What's the entry details (cut-offs, drop offs etc)?

Couldn't see them on the poster anywhere.


----------



## itguy1953 (9/10/13)

Cutoff this Saturday. 

Keg king, Boronia are drop offs near you.


----------



## manticle (9/10/13)

Thanks Barry. Entry form on your website I am presuming.


----------



## manticle (9/10/13)

Got it

http://baysidebrewers.org.au/blogpicts/2012entry.pdf


----------



## itguy1953 (16/10/13)

Bump. The comp is on Saturday. Public day on Sunday. $25 gets you 10 German beers. A great day.


----------



## itguy1953 (16/10/13)

Comp is on this Saturday. 

Public day is on Sunday. $25 gets you 10 top class German beers from some of Victorias best brewers.


----------



## mialee (18/10/13)

Slightly more beers being served on the day than what has previously been advertised.
The list as it stands as of this moment are:
Hefeweizen - Dunkleweizen - Weizenbock - AltBier (North German) - AltBier (Dusseldorf) - Kolsch - German Pilsner - Dortmunder Export - Munich Helles
Schwarzbier - Munich Dunkel - Vienna Lager - Oktoberfest/Marzen - Maibock - Traditional Bock - Dopplebock and Cider.


----------



## Grainer (19/10/13)

Going to come along to scope it out as a club to join


----------



## WarmBeer (19/10/13)

Come have a chat. I'll be the guy in the black Bayside Brewers shirt


----------



## Yob (19/10/13)

look for the guy wat is dead sexy... that be WB..


----------



## Grainer (19/10/13)

Grrr


----------



## itguy1953 (22/10/13)

Results out tomorrow night. Comp organiser has been ill. Sorry for the delay.


----------



## Yob (22/10/13)

Photos!! We need photo's of Warmbeer in his lederhosen!!


----------



## Truman42 (22/10/13)

I didnt get there until just before 3 pm. so missed him in his lederhosen as he must have changed by then. Top day though and some great beers. The missus even enjoyed the variety of beers on offer.


----------



## WarmBeer (22/10/13)

Dammit, secret's out.

Can no longer claim I physically resemble my avatar. Bite my fleshy, hairy, ass.


----------



## Truman42 (22/10/13)

WarmBeer said:


> Dammit, secret's out.
> 
> Can no longer claim I physically resemble my avatar. Bite my fleshy, hairy, ass.


Umm..yes you can. You actually look like your avatar.


----------



## Grainer (22/10/13)

Had a blast Good day out.. just waiting on the club details


----------



## bullsneck (22/10/13)

Truman said:


> Umm..yes you can. You actually look like your avatar.
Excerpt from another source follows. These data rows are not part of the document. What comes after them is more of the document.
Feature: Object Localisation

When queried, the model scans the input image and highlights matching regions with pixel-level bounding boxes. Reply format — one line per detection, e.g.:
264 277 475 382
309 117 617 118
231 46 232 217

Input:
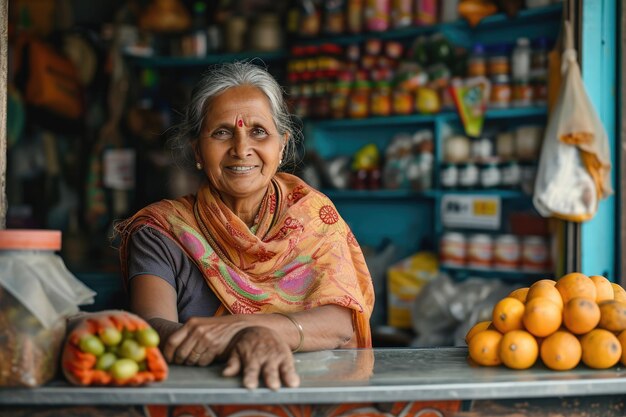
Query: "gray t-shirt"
128 227 220 322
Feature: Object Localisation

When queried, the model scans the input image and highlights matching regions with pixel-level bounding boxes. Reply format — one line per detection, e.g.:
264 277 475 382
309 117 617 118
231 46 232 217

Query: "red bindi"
238 119 243 127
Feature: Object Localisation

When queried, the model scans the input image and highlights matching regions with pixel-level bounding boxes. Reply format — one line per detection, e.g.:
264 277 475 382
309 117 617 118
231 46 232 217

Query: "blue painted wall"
581 0 617 279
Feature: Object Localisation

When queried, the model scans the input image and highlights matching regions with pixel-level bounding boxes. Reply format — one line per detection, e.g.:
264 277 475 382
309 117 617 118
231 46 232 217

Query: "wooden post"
0 0 7 229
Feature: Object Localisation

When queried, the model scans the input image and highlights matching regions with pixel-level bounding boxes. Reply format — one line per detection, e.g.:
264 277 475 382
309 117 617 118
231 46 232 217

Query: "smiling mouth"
227 165 257 173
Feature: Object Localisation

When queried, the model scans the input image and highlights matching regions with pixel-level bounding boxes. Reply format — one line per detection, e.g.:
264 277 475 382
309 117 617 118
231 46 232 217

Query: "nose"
231 131 252 159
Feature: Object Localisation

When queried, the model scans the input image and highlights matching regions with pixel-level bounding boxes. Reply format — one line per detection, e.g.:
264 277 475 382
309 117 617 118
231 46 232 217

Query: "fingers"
279 359 300 388
223 327 300 390
162 326 188 362
222 353 242 377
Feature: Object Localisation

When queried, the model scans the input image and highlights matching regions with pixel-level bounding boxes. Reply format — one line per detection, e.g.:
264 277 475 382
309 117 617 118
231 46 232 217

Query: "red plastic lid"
0 229 62 250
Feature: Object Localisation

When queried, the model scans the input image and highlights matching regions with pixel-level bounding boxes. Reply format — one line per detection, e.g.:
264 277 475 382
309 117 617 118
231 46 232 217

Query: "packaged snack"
62 310 168 386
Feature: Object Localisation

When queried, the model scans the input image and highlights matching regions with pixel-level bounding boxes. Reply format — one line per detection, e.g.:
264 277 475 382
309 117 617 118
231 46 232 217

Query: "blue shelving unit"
293 3 562 47
124 50 288 68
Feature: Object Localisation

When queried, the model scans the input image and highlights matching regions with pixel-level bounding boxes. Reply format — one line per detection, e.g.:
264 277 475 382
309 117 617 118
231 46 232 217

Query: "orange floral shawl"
117 173 374 348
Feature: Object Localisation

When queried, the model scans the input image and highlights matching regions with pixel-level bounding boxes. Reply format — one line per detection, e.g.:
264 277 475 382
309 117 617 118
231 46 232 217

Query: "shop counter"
1 347 626 415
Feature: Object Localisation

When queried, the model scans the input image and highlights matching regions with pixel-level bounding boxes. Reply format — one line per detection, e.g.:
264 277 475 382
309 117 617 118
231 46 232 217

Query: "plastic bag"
533 22 612 222
62 310 168 386
0 246 95 387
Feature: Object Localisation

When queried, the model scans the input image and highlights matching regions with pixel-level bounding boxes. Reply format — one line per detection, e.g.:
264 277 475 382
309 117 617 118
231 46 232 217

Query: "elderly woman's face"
196 85 285 204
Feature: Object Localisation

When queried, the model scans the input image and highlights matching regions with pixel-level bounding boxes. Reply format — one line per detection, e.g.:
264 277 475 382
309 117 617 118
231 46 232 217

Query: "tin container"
440 232 466 267
467 234 493 269
522 235 550 272
493 234 521 269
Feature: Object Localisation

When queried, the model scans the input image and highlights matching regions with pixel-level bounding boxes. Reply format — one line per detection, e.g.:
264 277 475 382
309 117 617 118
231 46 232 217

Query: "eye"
211 128 232 139
251 127 268 138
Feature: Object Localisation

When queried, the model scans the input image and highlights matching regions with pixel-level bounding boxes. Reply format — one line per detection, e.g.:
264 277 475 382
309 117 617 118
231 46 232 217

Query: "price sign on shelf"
441 194 501 230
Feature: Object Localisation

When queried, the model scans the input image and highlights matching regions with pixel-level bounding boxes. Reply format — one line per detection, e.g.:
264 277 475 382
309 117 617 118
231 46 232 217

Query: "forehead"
205 85 273 118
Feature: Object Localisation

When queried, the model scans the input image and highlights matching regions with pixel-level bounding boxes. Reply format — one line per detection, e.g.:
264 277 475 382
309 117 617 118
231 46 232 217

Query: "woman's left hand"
222 326 300 390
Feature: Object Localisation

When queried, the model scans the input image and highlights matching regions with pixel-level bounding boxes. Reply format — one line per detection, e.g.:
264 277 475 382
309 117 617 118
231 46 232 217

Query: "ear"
281 132 289 154
192 138 201 162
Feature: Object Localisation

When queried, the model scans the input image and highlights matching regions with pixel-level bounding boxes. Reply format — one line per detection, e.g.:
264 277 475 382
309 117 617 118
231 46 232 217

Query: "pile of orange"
466 273 626 371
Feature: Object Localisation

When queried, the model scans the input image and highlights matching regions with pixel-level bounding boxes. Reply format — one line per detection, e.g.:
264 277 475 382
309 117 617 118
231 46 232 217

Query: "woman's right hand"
222 326 300 390
162 315 249 367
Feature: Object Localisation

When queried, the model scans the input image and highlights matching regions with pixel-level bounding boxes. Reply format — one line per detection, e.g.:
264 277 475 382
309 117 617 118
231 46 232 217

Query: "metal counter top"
2 347 626 405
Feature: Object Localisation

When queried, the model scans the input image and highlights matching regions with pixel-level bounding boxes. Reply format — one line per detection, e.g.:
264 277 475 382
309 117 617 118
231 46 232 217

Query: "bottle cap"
0 229 62 250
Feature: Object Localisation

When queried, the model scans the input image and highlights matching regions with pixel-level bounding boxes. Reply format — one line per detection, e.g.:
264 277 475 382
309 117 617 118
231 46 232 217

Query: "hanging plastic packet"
450 76 491 138
533 22 613 221
0 230 95 387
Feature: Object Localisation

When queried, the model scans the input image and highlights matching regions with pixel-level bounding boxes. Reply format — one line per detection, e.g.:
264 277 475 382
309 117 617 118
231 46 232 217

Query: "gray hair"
170 61 300 172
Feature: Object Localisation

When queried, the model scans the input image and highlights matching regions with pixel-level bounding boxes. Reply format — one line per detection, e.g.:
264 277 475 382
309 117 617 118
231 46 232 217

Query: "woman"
116 61 375 391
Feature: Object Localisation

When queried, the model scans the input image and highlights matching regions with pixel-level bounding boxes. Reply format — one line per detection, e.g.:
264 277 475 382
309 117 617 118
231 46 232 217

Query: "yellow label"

Truman, you silly git! He's intront of the stainless silo, not the actual silo!


----------



## WarmBeer (22/10/13)

Umm..yes you can. You actually look like your avatar.

The _real_ Bender thrives on the consumption of excess alcohol. Me, I was suffering from it. Badly.


----------



## Yob (22/10/13)

I have it on good information that the hat hides the antenna...


----------